Automated Agent Testing
The ASSERT Framework (Automated Safety & Security Evaluation for Responsible Testing) is Microsoft's approach to systematically testing AI agents against natural language policies. Unlike traditional unit tests that check specific inputs/outputs, ASSERT evaluates whether agents comply with business rules expressed in plain English.
How ASSERT Works
- Define Policies: Write safety and business rules in natural language (e.g., "The agent must never reveal internal pricing formulas" or "The agent must escalate to a human if the customer mentions legal action")

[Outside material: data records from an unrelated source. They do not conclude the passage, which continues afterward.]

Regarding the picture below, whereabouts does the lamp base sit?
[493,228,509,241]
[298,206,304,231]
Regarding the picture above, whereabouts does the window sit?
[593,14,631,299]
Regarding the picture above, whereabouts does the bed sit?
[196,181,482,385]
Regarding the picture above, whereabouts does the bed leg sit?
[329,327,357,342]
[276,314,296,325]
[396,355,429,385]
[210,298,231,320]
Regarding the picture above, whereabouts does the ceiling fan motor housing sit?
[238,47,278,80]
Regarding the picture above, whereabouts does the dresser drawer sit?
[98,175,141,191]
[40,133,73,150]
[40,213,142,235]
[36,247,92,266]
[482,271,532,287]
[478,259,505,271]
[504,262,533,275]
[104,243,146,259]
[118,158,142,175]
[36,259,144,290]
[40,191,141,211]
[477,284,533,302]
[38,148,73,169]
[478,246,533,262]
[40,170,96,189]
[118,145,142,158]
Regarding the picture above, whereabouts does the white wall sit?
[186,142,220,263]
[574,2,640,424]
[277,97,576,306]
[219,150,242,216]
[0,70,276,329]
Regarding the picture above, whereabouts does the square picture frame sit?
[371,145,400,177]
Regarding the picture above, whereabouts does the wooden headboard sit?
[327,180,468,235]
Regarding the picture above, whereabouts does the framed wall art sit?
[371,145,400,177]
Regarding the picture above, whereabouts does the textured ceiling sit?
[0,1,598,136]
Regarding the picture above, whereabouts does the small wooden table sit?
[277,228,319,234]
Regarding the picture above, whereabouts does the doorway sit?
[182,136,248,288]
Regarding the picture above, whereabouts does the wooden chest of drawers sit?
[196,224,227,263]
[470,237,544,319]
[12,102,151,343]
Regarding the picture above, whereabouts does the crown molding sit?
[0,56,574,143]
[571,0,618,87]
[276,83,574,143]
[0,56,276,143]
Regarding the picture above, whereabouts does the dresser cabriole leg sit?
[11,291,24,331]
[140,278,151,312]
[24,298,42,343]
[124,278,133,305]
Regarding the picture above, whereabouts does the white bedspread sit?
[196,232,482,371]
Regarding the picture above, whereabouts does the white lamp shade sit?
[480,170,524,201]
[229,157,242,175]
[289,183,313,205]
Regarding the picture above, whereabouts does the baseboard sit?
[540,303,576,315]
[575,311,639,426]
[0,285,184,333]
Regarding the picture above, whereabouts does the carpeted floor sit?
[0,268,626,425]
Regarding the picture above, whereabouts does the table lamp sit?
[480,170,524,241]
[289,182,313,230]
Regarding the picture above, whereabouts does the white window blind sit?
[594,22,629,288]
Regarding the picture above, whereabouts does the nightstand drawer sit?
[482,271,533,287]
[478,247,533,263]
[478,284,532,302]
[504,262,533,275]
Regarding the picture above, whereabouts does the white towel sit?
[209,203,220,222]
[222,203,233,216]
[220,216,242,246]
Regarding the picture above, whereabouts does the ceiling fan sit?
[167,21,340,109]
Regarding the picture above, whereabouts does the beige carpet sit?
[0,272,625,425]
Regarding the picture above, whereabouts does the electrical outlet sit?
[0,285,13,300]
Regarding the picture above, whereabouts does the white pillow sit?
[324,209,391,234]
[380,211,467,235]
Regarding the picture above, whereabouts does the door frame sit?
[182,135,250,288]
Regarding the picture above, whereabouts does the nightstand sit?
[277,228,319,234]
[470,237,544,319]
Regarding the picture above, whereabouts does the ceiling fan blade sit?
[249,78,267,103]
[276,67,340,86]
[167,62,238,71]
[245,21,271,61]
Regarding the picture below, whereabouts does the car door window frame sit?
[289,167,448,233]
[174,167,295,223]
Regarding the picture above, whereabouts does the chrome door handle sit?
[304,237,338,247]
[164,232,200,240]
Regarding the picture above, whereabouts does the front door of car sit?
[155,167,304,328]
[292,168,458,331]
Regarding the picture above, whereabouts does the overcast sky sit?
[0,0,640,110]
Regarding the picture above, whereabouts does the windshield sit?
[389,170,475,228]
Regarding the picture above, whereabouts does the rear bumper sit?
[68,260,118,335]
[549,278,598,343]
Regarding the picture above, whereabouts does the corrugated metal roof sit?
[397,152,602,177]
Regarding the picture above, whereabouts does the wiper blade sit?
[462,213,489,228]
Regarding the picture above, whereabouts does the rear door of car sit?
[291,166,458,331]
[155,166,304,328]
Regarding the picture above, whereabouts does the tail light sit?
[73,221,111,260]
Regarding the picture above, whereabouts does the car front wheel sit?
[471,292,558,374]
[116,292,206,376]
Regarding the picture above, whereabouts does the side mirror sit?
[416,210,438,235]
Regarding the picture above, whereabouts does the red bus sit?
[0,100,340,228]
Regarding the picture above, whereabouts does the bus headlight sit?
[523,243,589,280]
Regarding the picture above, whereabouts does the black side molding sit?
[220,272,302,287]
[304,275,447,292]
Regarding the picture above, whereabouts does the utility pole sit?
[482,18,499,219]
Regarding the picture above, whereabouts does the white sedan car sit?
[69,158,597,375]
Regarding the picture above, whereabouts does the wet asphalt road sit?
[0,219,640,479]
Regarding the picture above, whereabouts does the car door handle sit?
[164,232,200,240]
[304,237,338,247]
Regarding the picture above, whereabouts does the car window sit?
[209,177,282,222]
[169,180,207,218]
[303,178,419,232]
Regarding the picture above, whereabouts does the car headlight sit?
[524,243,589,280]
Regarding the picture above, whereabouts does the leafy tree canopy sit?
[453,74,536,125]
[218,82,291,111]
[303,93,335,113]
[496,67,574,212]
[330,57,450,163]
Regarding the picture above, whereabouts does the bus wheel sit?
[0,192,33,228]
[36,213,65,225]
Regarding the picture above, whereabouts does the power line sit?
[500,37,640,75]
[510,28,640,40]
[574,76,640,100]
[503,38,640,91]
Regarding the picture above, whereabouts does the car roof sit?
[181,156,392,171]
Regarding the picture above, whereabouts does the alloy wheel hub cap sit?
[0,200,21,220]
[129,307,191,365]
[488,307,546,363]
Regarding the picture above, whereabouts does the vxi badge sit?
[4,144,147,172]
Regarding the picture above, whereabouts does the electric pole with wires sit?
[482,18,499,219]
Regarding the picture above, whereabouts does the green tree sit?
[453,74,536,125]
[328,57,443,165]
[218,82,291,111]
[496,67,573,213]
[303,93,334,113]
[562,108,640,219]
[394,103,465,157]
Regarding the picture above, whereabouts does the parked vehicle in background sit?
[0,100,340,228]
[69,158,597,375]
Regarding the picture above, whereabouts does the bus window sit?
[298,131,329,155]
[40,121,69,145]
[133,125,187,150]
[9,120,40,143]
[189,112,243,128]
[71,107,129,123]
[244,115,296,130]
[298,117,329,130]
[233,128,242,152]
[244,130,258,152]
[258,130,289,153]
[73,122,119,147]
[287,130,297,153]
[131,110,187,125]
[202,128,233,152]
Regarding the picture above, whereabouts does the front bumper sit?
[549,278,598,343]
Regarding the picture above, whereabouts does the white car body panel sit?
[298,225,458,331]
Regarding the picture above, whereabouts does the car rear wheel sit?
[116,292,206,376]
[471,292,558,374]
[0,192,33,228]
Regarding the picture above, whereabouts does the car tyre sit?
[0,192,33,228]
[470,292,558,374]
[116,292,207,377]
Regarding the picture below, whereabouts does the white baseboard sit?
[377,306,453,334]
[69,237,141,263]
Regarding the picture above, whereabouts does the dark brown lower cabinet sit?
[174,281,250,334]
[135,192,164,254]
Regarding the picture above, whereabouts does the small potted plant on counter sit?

- Generate Test Cases: ASSERT automatically generates adversarial test scenarios designed to probe each policy boundary
- Execute & Evaluate: The framework runs agents through generated scenarios and evaluates compliance using an LLM-as-judge approach
- Report: Produces detailed compliance reports showing which policies passed, failed, or were borderline
Agent Control Specification
The Agent Control Specification complements ASSERT by providing a standardised format for defining agent identity, permitted actions, and policy enforcement at deployment time. It acts as a "constitution" for your agent:
| Component | Purpose | Example |
| Identity | Who the agent is | Name, role, domain boundaries |
| Permissions | What the agent can do | Allowed tools, data sources, actions |
| Policies | Rules the agent must follow | Escalation triggers, prohibited outputs, compliance rules |
| Boundaries | Hard limits on behaviour | Maximum spend per action, rate limits, geographic restrictions |
💡 Key Insight: ASSERT + Agent Control Specification together create a governance-first deployment pattern: define policies → auto-generate tests → validate compliance → deploy with enforceable controls. This is essential for regulated industries where agent behaviour must be auditable and provably compliant.